I'm not talking about using them as PA speakers. I'm interested in how they perform in a home environment at say 3.5m listening distance. PA is just a label. Measurements don't lie, and measurements don't care if a loudspeaker has the "PA" label, unless you believe that there is something offensive thing that PA speakers do that can't be captured by measurements. Is that what you're saying? If so, you should provide evidence for that, as it would be a great contribution to the current audio science that we have. It really would greatly benefit the audio community if you could demonstrate that.
What aspects of (PA)loudspeaker performance do you believe aren't captured by measurements? We know that output capability isn't, but that's a strength of this speaker. I mentioned that horizontal dispersion is not accurately characterized by the DI, but given that we have horizontal axis measurements, that's not the case here. What else? Distortion? (Audible) Distortion should show in the on and off axis frequency response. What else could PA speakers be doing that makes otherwise well behaved speakers not sound well behaved?
So strike one for home speakers? Home speakers have the constraint of having to look good, which often means making them smaller than optimal. Also, my main speakers actually rate to 134dB, so not my home speakers
It's not the max output that impresses me; It's the max output in conjunction with outstanding fidelity measurements. Those measurements are better than my 308ps and 708ps, and they're inline with my Revel M105s, and that's what intrigues me. As someone who's very interested in the science of loudspeaker design, those measurements intrigue me very much. Floyd Toole says that a spinorama and max output are sufficient to judge the quality of most any loudspeaker, and by Toole's metric, these things pass with flying colors.

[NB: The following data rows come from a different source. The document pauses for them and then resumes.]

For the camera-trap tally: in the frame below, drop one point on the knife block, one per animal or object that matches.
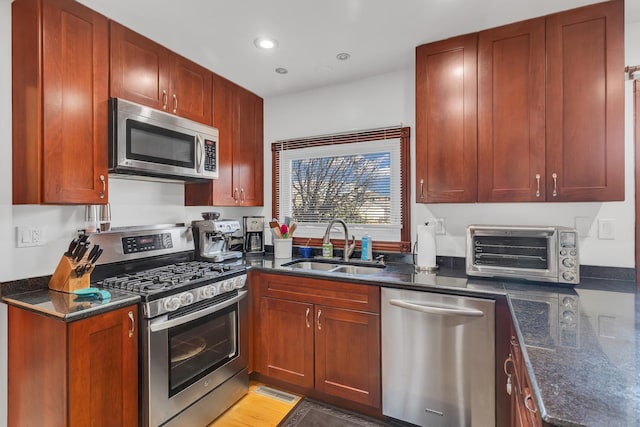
(65, 279)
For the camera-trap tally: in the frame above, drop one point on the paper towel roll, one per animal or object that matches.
(426, 256)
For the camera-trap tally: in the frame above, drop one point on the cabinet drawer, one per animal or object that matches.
(318, 291)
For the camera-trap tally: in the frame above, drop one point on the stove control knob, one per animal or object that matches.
(228, 285)
(171, 303)
(186, 298)
(208, 291)
(240, 282)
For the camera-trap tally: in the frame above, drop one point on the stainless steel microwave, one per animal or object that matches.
(545, 254)
(145, 142)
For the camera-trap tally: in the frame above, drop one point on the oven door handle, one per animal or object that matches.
(162, 325)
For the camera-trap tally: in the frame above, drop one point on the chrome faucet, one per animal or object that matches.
(348, 248)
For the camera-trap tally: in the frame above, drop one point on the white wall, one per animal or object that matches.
(389, 99)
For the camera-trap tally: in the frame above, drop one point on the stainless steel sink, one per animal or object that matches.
(333, 267)
(310, 265)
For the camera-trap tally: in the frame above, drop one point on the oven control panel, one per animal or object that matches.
(150, 242)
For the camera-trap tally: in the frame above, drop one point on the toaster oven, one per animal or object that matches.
(537, 253)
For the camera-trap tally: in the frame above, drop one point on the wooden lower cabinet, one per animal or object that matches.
(321, 336)
(523, 407)
(73, 374)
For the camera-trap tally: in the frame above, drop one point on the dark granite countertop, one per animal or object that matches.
(34, 295)
(581, 344)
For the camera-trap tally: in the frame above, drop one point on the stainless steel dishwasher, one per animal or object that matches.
(438, 358)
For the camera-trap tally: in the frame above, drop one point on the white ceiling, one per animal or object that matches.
(380, 35)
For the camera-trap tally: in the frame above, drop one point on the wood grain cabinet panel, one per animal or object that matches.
(287, 341)
(511, 149)
(82, 373)
(585, 103)
(446, 120)
(238, 115)
(311, 336)
(347, 364)
(60, 73)
(146, 72)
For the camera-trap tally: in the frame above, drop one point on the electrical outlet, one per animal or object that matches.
(27, 236)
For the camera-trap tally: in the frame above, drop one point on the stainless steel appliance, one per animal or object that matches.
(193, 327)
(213, 238)
(153, 144)
(438, 359)
(253, 227)
(546, 254)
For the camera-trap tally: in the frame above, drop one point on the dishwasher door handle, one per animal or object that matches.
(444, 310)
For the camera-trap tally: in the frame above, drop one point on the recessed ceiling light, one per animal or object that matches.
(265, 43)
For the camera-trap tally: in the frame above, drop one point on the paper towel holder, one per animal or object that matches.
(420, 267)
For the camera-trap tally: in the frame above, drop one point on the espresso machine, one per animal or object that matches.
(253, 227)
(212, 237)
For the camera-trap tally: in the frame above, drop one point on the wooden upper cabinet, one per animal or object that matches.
(60, 78)
(585, 103)
(238, 115)
(139, 68)
(446, 120)
(145, 72)
(511, 104)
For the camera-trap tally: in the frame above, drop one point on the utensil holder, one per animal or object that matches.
(282, 248)
(65, 278)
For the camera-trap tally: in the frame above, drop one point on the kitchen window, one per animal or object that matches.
(361, 177)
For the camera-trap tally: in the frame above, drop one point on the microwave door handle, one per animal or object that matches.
(160, 326)
(199, 154)
(438, 310)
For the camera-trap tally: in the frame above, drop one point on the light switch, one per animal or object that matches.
(606, 229)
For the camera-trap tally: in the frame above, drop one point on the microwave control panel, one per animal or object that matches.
(568, 264)
(210, 155)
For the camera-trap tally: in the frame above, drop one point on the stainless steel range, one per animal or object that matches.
(193, 327)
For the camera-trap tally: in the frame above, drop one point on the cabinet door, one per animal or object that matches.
(139, 68)
(248, 154)
(585, 104)
(286, 341)
(511, 149)
(348, 354)
(103, 369)
(191, 90)
(59, 141)
(238, 115)
(446, 121)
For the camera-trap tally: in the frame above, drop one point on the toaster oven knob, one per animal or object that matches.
(171, 303)
(186, 298)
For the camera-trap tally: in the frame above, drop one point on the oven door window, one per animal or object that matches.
(149, 143)
(202, 346)
(511, 252)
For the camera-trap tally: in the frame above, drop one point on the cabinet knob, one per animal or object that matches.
(104, 186)
(133, 324)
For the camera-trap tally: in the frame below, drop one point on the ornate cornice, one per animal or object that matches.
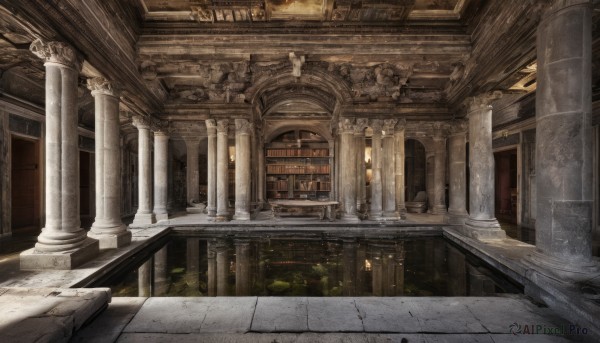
(57, 52)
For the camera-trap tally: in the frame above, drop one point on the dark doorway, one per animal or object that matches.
(506, 185)
(25, 186)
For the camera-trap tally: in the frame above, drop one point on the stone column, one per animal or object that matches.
(388, 166)
(481, 223)
(563, 159)
(192, 175)
(161, 174)
(457, 210)
(348, 169)
(242, 267)
(376, 186)
(243, 129)
(400, 165)
(108, 228)
(211, 194)
(439, 171)
(360, 142)
(63, 244)
(222, 170)
(144, 215)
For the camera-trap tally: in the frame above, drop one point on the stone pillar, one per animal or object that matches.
(161, 174)
(192, 175)
(360, 142)
(242, 267)
(481, 223)
(63, 244)
(376, 186)
(222, 170)
(400, 165)
(439, 171)
(348, 169)
(243, 129)
(563, 229)
(457, 210)
(211, 194)
(144, 215)
(107, 228)
(388, 166)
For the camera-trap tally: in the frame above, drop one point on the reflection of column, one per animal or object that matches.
(62, 237)
(108, 228)
(360, 142)
(222, 268)
(349, 263)
(481, 223)
(145, 279)
(192, 175)
(211, 194)
(388, 174)
(243, 130)
(161, 151)
(563, 155)
(222, 170)
(192, 273)
(400, 158)
(144, 215)
(457, 211)
(161, 283)
(211, 271)
(376, 186)
(242, 267)
(439, 172)
(348, 169)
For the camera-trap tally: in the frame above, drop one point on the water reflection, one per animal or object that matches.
(196, 266)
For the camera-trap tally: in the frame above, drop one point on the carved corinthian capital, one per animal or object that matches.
(100, 85)
(57, 52)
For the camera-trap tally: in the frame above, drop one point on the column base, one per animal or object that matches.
(143, 219)
(63, 260)
(483, 229)
(111, 240)
(562, 269)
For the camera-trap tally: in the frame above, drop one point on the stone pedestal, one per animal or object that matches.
(63, 244)
(457, 210)
(376, 210)
(161, 151)
(243, 130)
(222, 170)
(192, 176)
(348, 170)
(400, 161)
(144, 215)
(564, 141)
(211, 175)
(481, 223)
(107, 228)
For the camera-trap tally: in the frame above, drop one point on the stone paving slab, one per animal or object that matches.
(47, 314)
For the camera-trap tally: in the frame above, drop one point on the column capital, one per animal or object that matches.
(223, 126)
(481, 101)
(57, 52)
(346, 125)
(100, 85)
(243, 127)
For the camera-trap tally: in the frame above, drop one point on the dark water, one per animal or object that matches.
(191, 266)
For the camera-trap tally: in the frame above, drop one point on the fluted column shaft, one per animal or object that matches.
(144, 215)
(211, 130)
(222, 170)
(243, 129)
(62, 231)
(161, 155)
(108, 228)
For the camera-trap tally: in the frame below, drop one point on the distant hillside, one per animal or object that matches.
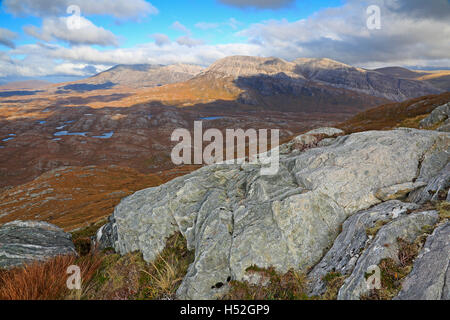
(400, 72)
(25, 85)
(389, 116)
(438, 79)
(136, 76)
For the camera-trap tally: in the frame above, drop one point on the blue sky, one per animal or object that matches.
(36, 42)
(187, 12)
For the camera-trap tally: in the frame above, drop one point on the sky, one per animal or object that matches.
(61, 40)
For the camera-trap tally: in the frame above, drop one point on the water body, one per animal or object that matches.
(67, 133)
(106, 135)
(211, 118)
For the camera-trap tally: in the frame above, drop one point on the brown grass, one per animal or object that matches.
(46, 280)
(129, 277)
(394, 271)
(389, 116)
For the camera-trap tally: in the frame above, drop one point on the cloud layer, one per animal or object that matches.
(260, 4)
(83, 33)
(7, 37)
(122, 9)
(413, 33)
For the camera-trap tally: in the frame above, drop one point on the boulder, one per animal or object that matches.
(234, 217)
(352, 241)
(429, 278)
(384, 246)
(26, 241)
(435, 189)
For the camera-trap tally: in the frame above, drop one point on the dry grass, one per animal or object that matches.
(333, 281)
(394, 271)
(46, 280)
(289, 286)
(129, 277)
(374, 230)
(162, 278)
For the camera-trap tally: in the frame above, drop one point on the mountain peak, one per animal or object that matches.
(238, 66)
(322, 63)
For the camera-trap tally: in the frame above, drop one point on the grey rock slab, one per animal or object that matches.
(384, 246)
(234, 217)
(353, 239)
(429, 278)
(22, 242)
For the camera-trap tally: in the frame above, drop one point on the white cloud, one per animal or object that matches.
(259, 4)
(58, 28)
(405, 39)
(189, 42)
(232, 23)
(7, 37)
(121, 9)
(207, 25)
(180, 27)
(342, 34)
(161, 39)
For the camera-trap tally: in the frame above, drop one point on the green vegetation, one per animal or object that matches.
(333, 281)
(130, 277)
(374, 230)
(394, 271)
(443, 209)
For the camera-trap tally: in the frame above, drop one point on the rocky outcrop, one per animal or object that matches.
(384, 246)
(353, 239)
(233, 217)
(26, 241)
(436, 189)
(429, 279)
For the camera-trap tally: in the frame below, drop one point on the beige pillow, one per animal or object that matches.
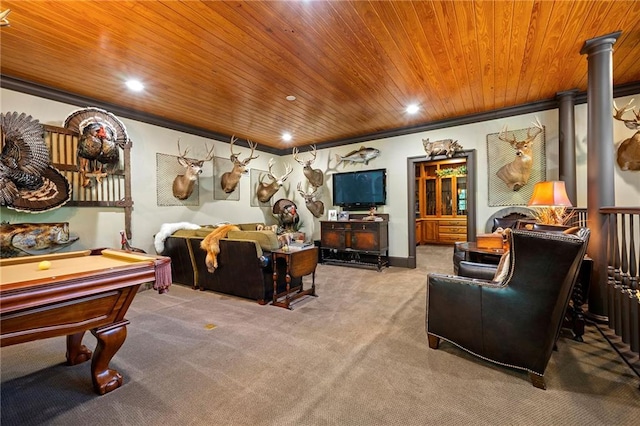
(189, 233)
(503, 267)
(266, 239)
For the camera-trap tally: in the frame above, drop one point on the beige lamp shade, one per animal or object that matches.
(550, 194)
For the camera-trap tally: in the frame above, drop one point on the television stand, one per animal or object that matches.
(356, 242)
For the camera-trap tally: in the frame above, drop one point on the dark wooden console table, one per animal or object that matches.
(356, 242)
(300, 262)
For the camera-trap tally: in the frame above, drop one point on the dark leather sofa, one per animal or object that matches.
(245, 269)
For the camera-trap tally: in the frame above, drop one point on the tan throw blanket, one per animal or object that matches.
(211, 243)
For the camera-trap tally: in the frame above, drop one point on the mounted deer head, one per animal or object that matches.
(265, 191)
(314, 176)
(183, 184)
(629, 150)
(315, 207)
(516, 173)
(229, 180)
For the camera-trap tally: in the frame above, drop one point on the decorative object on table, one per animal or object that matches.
(272, 228)
(124, 244)
(314, 176)
(229, 180)
(265, 191)
(102, 136)
(362, 155)
(286, 213)
(316, 207)
(549, 202)
(628, 154)
(447, 147)
(166, 230)
(372, 215)
(183, 183)
(516, 164)
(22, 239)
(494, 241)
(28, 181)
(211, 244)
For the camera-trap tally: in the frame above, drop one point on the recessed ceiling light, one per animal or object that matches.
(135, 85)
(412, 109)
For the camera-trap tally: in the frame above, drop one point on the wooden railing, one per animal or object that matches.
(622, 293)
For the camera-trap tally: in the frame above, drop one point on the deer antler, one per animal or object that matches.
(632, 124)
(253, 146)
(503, 136)
(287, 171)
(180, 153)
(539, 128)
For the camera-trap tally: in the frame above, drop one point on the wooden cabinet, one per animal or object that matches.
(355, 242)
(441, 201)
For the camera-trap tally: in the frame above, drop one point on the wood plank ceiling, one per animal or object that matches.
(353, 66)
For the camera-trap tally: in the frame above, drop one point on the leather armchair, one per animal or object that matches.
(517, 321)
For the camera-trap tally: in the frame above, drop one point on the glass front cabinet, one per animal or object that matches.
(441, 201)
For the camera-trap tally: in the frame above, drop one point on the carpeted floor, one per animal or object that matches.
(355, 355)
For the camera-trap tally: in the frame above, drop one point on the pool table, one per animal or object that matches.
(80, 291)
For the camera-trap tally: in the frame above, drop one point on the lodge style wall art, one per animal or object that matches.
(516, 161)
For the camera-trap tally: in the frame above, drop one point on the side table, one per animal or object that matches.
(299, 262)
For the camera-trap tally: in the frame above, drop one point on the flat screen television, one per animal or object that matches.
(360, 190)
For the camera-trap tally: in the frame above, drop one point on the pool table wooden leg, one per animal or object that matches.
(110, 339)
(77, 353)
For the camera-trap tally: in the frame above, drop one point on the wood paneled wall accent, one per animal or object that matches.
(113, 191)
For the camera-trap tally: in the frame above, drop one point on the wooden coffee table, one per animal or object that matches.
(300, 262)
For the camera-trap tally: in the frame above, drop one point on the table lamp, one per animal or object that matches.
(550, 202)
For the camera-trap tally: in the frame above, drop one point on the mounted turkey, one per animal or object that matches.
(28, 182)
(102, 135)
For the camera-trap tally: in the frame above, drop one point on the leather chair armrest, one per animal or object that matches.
(477, 270)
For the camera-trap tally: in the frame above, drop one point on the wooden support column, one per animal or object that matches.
(600, 161)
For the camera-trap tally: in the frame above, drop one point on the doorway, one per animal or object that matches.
(470, 156)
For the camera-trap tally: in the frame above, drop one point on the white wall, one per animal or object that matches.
(100, 227)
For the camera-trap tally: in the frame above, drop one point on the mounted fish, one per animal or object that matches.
(28, 182)
(102, 135)
(24, 239)
(362, 155)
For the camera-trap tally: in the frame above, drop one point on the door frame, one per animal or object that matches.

If you believe at all in the work that Floyd Toole and Sean Olive did, these speakers should be very intriguing. PA is just a label. They're definitely ugly, but if they outperform my Revel M105s, then I've got no problem replacing the Revels.
You say you listened to them, and didn't like them, but there could be a few reasons for that other than them being low fi speakers.
1. The setting you listened to them in. Unless you listened to them in the same room that you listened to the speakers you're comparing against, we can't really draw any real conclusions. Where did you listen to them?
2. Expectation bias. You clearly have a strong bias against PA speakers, which definitely alters the quality of sound you hear. After all, we hear with our brains, not our ears. Did you listen to them under true blind conditions(ie you didn't know you were hearing a PA speaker)? If not, that could be the reason for your dislike.
3. You prefer non-neutral loudspeakers. These JBLs are incredibly neutral, and NRC and Harman science says that most people prefer that, but that science doesn't say that "everyone" prefers that. There are definitely a minority of folks who prefer non-neutral loudspeakers. You could be among that group.
4. The science could be wrong. Spinorama or spinorama like measurements are insufficient for predicting user preference. Floyd Toole and Harman could be wrong in the weight they ascribe to those measurements. Perhaps there's some offensive loudspeaker quality other than FR, Dispersion, Distortion - and output capability - that measurements miss. It's possible that PA loudspeakers have that quality.
I believe you when say you didn't like them, but I'm just curious why, and that's why I'm thinking of buying them(even though I've bought 8 new loudspeakers in the past 2 months
). The science that we have - and the science that this forum was built on - says that these should sound excellent.